The young award ceremony honours the best in Canadian music videos, and the upstart filmmakers behind them.

Photo courtesy of the Prism Prize awards.

In 2015 nobody’s quite talking about wanting their MTV, and MuchMusic barely plays music videos anymore. So where, then, do music videos fit into the cultural landscape?

It’s a question that Louis Calabro is more than happy to answer. The founder and director of the Prism Prize, awarded to the top Canadian music video of the previous year, launched the award just two years ago—well after the medium’s pre-Internet “golden age”—as a means of shining the spotlight on emerging filmmakers and an under-appreciated narrative genre. Its third annual award ceremony takes place this Sunday at the TIFF Bell Lightbox.

Calabro, the director of awards and special events for the Academy of Canadian Cinema and Television, also moonlights as one-third of the Goin’ Steady DJ collective. He explains, “My world is sort of split between film and music. So I thought that music videos were a place that maybe was not as appreciated as it should be. Someone needed to shine a light on the directors of the videos in addition to the cinematographers.”

The difference between this prize and other high-profile music video awards, like MTV’s Video Music Awards, is that typically it’s the recording artist or band that accepts the award. But as Calabro points out, the artist is only one part of a great video’s story. “There’s a whole crew involved that should be showcased,” he says, from directors to producers to cinematographers.

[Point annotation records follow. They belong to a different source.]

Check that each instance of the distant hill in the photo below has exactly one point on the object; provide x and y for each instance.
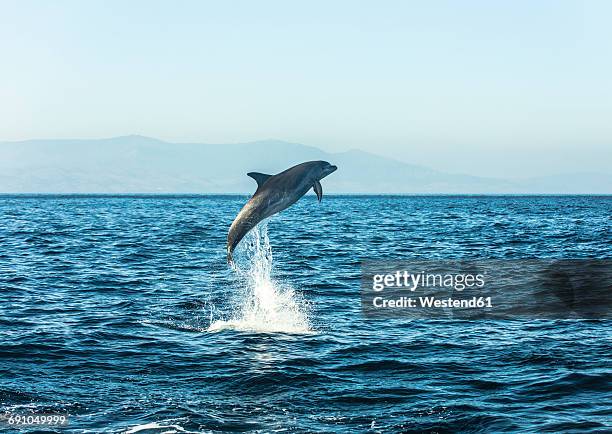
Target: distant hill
(137, 164)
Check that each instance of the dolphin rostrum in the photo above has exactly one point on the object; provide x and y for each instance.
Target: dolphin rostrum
(274, 194)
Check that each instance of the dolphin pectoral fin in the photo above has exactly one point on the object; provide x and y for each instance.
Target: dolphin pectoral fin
(318, 189)
(260, 178)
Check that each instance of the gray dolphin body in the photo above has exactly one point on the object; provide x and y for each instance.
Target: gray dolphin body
(274, 194)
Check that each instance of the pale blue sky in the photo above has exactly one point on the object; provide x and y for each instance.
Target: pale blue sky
(494, 88)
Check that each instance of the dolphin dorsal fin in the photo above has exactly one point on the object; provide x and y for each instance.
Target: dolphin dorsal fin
(318, 189)
(260, 178)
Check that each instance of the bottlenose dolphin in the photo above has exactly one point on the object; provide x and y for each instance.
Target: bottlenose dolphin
(274, 194)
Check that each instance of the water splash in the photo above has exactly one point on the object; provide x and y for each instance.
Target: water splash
(263, 304)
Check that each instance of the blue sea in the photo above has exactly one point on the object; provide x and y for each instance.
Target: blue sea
(122, 312)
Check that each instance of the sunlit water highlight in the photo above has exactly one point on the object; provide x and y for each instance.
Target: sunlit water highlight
(106, 305)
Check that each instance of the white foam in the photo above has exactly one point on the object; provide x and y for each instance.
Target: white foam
(263, 304)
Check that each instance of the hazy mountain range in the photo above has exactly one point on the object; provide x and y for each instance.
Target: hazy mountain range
(137, 164)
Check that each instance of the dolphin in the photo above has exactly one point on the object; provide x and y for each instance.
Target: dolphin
(275, 193)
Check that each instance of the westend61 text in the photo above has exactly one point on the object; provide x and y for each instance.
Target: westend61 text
(429, 302)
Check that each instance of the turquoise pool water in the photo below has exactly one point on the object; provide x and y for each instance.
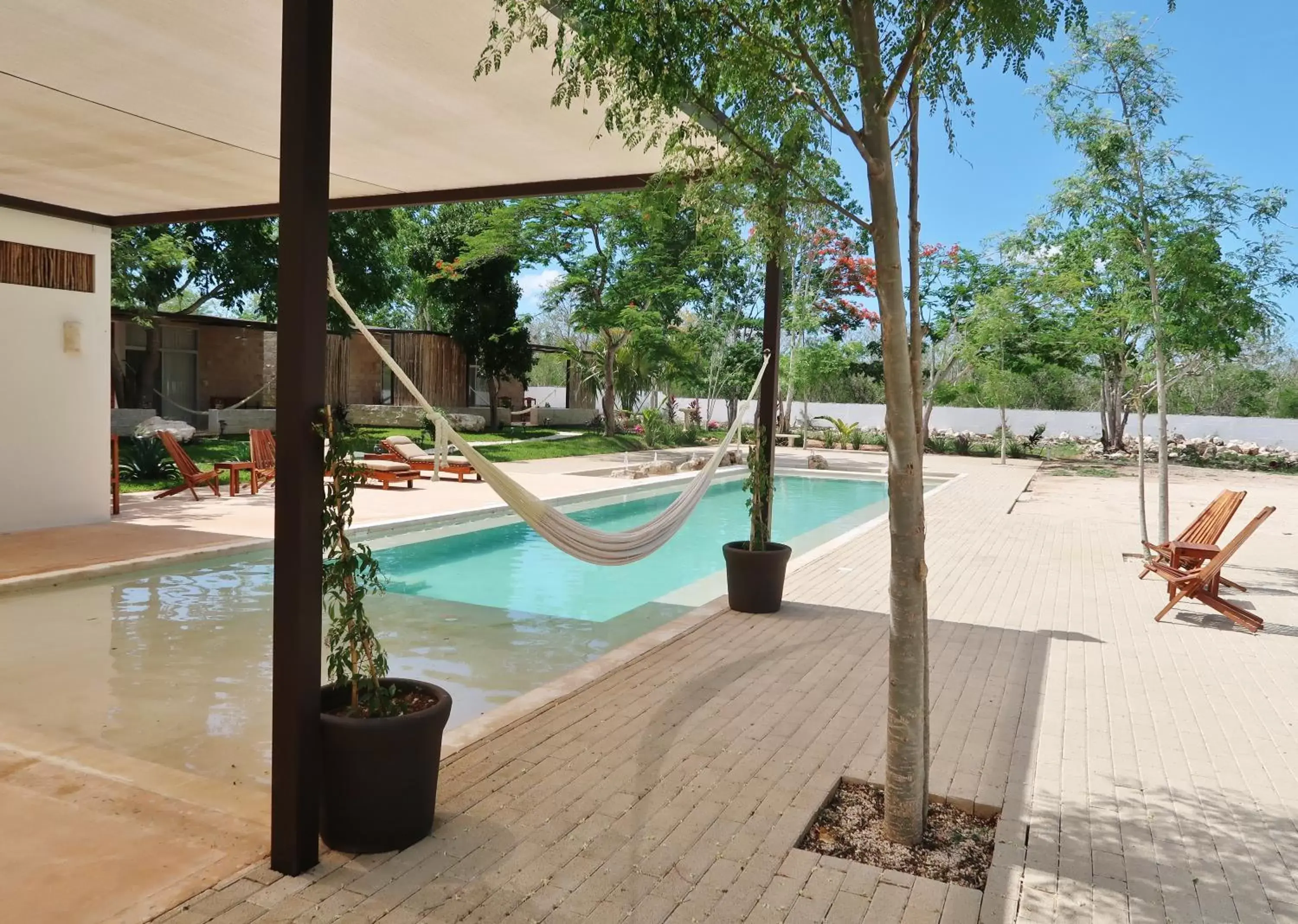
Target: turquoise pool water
(172, 665)
(511, 568)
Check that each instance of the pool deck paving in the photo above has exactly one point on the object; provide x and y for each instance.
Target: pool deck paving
(1143, 771)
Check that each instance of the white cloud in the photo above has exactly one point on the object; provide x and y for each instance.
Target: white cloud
(535, 283)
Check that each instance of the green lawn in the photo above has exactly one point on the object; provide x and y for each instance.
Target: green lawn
(206, 451)
(587, 444)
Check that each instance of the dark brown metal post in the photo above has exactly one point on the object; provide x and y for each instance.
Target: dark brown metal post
(768, 398)
(304, 139)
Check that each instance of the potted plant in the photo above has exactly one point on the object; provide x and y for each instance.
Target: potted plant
(755, 570)
(381, 738)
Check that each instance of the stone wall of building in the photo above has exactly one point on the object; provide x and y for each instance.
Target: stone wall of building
(231, 365)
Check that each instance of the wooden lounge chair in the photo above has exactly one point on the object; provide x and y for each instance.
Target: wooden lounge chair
(404, 449)
(263, 447)
(1198, 540)
(386, 472)
(1204, 582)
(187, 469)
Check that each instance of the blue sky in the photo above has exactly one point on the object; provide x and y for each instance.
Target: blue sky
(1234, 73)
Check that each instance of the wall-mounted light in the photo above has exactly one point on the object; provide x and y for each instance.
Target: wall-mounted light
(72, 337)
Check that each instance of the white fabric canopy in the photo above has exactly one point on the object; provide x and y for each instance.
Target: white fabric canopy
(134, 107)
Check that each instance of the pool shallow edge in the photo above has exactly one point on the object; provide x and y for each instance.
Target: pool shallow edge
(481, 731)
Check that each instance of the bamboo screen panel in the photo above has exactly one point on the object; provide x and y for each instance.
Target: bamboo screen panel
(335, 369)
(435, 364)
(46, 268)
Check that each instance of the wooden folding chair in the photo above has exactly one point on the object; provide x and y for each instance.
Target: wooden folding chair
(261, 444)
(1205, 530)
(1204, 582)
(187, 469)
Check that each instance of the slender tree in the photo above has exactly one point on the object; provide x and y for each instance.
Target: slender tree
(756, 74)
(1110, 100)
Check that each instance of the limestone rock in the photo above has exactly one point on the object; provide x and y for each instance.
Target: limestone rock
(181, 430)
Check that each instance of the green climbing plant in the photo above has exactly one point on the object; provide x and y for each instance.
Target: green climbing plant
(761, 490)
(355, 657)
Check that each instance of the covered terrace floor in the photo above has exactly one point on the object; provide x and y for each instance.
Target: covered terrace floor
(1148, 773)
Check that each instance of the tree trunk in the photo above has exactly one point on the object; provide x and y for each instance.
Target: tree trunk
(1002, 434)
(905, 795)
(1112, 405)
(610, 399)
(1161, 381)
(1140, 461)
(917, 347)
(788, 400)
(917, 322)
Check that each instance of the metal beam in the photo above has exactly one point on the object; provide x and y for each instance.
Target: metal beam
(20, 204)
(768, 396)
(392, 200)
(304, 144)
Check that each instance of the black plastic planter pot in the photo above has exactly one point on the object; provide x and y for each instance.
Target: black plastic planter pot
(379, 782)
(756, 579)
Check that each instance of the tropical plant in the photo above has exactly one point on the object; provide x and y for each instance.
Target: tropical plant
(783, 83)
(656, 427)
(145, 459)
(844, 431)
(355, 656)
(760, 487)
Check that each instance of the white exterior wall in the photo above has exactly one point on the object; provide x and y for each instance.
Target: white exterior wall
(55, 408)
(1266, 431)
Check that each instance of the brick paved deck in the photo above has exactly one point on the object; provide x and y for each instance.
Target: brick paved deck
(1147, 771)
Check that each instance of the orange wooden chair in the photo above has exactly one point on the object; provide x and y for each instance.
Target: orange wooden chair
(1197, 542)
(1204, 582)
(187, 469)
(263, 449)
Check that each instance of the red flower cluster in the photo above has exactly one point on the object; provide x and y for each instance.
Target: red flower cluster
(852, 277)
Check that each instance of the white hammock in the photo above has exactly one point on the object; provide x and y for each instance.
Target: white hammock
(562, 531)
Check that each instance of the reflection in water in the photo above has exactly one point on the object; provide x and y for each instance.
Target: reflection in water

It’s an approach that more authentically mirrors the way music videos are currently produced, with artists and videomakers working more closely together than they had in the past. Calabro explains that if one band is consistently making great videos, audiences begin to think of that band as creative; the artist has tremendous stake in their representation. “This day and age, to stand up above the rest on the Internet, you have to be creative,” he says. For the Prism Prize, the 120-member jury looks in particular for videos that are innovative, creative and stylish.

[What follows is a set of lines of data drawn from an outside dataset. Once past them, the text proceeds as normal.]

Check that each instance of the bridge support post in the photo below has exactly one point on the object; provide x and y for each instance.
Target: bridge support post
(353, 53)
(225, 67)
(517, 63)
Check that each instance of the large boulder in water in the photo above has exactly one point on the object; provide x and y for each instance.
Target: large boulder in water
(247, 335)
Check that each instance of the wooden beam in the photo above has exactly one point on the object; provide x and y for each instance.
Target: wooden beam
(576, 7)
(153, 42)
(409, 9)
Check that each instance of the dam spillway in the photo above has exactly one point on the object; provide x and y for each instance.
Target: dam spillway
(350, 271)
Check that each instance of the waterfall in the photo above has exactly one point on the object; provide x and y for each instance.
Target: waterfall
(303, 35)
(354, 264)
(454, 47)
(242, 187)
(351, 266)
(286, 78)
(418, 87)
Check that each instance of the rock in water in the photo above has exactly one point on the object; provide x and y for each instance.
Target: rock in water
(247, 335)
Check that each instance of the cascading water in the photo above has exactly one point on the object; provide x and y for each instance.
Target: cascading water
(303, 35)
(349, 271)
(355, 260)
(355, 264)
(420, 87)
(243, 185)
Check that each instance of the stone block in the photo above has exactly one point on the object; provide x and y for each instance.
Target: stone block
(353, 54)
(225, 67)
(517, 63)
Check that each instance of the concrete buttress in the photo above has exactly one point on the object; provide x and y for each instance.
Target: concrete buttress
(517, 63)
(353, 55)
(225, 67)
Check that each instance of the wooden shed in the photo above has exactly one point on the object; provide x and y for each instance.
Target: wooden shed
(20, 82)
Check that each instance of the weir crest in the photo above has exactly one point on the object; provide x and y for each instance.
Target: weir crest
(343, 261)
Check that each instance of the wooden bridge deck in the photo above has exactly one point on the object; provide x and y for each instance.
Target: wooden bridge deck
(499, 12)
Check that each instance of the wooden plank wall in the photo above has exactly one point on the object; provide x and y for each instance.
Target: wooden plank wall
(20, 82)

The prize’s inaugural winner was Noah Pink, from the east coast of Canada. An art house filmmaker who had shown at Cannes in the early 2000s, his memorable video for Rich Aucoin’s “Brian Wilson is Alive” struck viewers in that it appeared to be shot in one take.

Last year’s winner was the well-respected videomaker Emily Kai Bock, who won for the Arcade Fire video “Afterlife.” What sets Kai Bock’s videos apart, says Calabro, is her attention to cinematic narrative, “She cares about telling a story.”

As for where the award fits into the greater media ecosystem, Calabro explains that the prize becomes a credential that brings more work and can lead to more opportunity in the commercial world. “All these guys want to make films. They want to create work that a lot of people will see. I think the trajectory is music video, short film, feature film.”

It’s also about artistic development. As Calabro explains: “Videos are like a sandbox where you can try different creative things and hone your skill of storytelling and working with a crew, and directing actors, and managing relationships with producers.”

The 2015 Prism Prize will be announced at a gala at the TIFF Bell Lightbox on March 29. The winner will receive $5,000.